Following a string of murders in a logging village in Brazil's Amazon, the government is working to increase state presence in lawless regions of the country where conflicts over natural resources have caused extreme levels of violence.
Jose Claudio Ribeiro da Silva and his wife, Maria Do Espirito Santo Da Silva, were ambushed and murdered on Tuesday May 24, close to their home in the village of Nova Ipixuna, in Para state. The couple had spent years campaigning against illegal logging in the area, including setting up roadblocks to stop timber vehicles passing through.
They were killed with gunshots to the head, which investigators said were likely fired by at least two assassins. An ear was removed from each of the corpses, which suggests that the murderers had to take proof of the kill to their clients. The police said they were working on the theory that it was a hit ordered by "loggers in the region."
This was given further weight by the murder of Eremilton Pereira dos Santos, a young man who lived in the area who went missing last week and was later found dead. His relatives said that he may have been killed because he'd witnessed the activists’ murderers fleeing the scene of the crime.
Ribeiro, as has been widely reported, was filmed some months before the killings making a speech at a TED Amazon conference (see video below), in which he tells the audience he is in danger of being murdered by groups who were illegally exploiting the forest around his home.
"I denounce the loggers and the charcoal makers, and because of this they think that I should not exist," he told the crowd at the prestigious gathering.
Another apparent hired killing took place in the region on June 1 in Eldorado dos Carajas, a village less than 200 km from Nova Ipixuna. When onlookers tried to take the victim to hospital, gunmen stopped the car and shot the him again. Some reports said the dead man was an activist, while others said he was a farmer with no connection to campaign groups or labor movements.
Source: O Globo
Brazil has a history of such dark events in the land around its valuable rainforest. A study released by Agencia Brasil in 2007 found a significant correlation between areas of high deforestation and those with high murder rates.
The homicide rate in Nova Ipixuna, which has fewer than 15,000 inhabitants, stands at 65 per 100,000 residents. This puts it on a par with some of the most dangerous cities in the world, higher than Medellin, Colombia, or Cape Town, South Africa. It has also suffered a high rate of deforestation: Some 72 percent of the original forest in the area has been destroyed.
One analyst quoted in the Brazilian media after the recent killings said this relationship between violence and logging is because the state has been co-opted by economic and criminal interests in these areas. This usurption of state power has led to what the analyst called an almost permanent state of conflict in the Amazon's "arc of deforestation."
At the heart of this violence are disputes between local residents and the interests of industrial groups, timber merchants, and ranchers. The Pastoral Land Commission (Comissão Pastoral da Terra - CPT), a non-governmental organization, found in its most recent report that 2010 had seen a growing trend of violence over land conflicts in Brazil in 2010.
Almost half of all conflicts over land in that year were located in Para and the neighboring Amazonian states of Maranhao and Tocantins. Of the 34 people killed in these conflicts in 2010, 18 were in Para. The campaign group blamed impunity for what it called the persistent violence, noting that fewer than 40 percent of such killings in recent years were even investigated by the authorities.
Many of the victims in the state are activists, including 19 who were allegedly massacred by the police in 1996 while demonstrating for land rights.
In response to the murders, Brazil's government has upped security in the region.

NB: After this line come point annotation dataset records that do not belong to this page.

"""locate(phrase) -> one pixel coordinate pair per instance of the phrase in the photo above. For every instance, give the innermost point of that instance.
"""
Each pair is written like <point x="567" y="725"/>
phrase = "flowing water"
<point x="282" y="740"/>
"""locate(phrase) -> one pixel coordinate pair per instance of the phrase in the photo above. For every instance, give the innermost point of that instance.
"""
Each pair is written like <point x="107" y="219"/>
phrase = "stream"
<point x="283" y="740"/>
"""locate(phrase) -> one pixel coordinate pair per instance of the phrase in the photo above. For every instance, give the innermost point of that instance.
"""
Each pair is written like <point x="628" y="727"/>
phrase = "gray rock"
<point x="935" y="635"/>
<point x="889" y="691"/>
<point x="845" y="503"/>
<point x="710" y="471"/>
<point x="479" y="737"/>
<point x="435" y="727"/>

Government environment agency Ibama, which monitors and enforces environmental rules, announced it had increased surveillance operations in Nova Ipixuna. It said that following the assasinations, it had moved federal environment officials into the area, who would remain there indefinitely.
By May 31, the agents had identified 14 deforested areas and 120 kilns for illegal charcol production, fined two companies for breaking rules on timber registration, and announced plans to prosecute all those involved in these "environmental crimes."

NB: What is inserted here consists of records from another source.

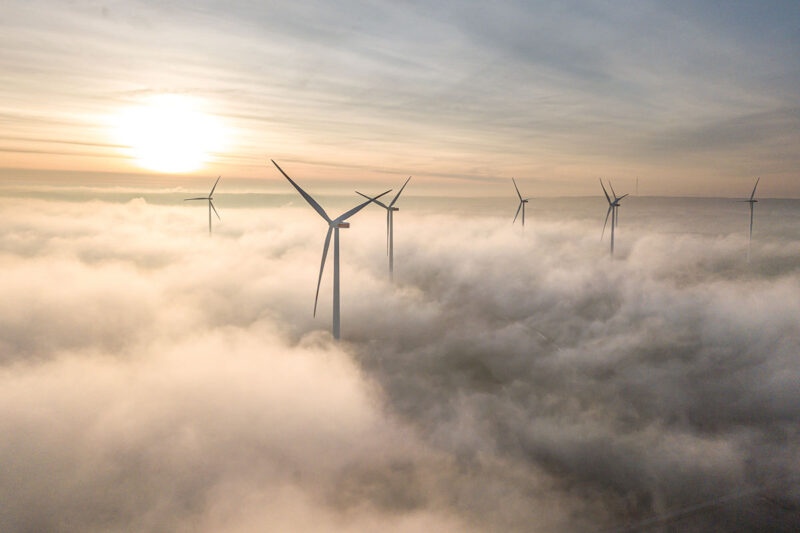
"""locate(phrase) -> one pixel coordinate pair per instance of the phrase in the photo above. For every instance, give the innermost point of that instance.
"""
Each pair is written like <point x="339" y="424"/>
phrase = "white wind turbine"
<point x="752" y="201"/>
<point x="522" y="202"/>
<point x="613" y="205"/>
<point x="210" y="199"/>
<point x="390" y="209"/>
<point x="333" y="227"/>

The new state presence comes too late for the slain campaigners. Brazilian legislator Jose Geraldo told the press that the reason for the killings was that the government had not regularized land tenures in the area, and that Ipama had failed to carry out proper surveillance.
But even increasing law enforcement in the Amazon region will not solve the problem at the root of the violence. Brazil has one of the most unequal land distributions in the world, and the government's 2006 agricultural census showed that the distribution was "virtually unchanged" over the previous 20 years, with almost half of all establishments smaller than 10 hectares.
The situation bears comparison to that of Colombia in the last two decades, when massacres and selective killings were carried out by paramilitary organizations at the behest of large-scale landowners. The areas of the highest displacements correspond in large part to economically valuable land, to be used for palm oil cultivation or cattle ranching.
Brazil's valuable Amazon forest appears to be providing an even bigger and more hotly-contested driver of conflict.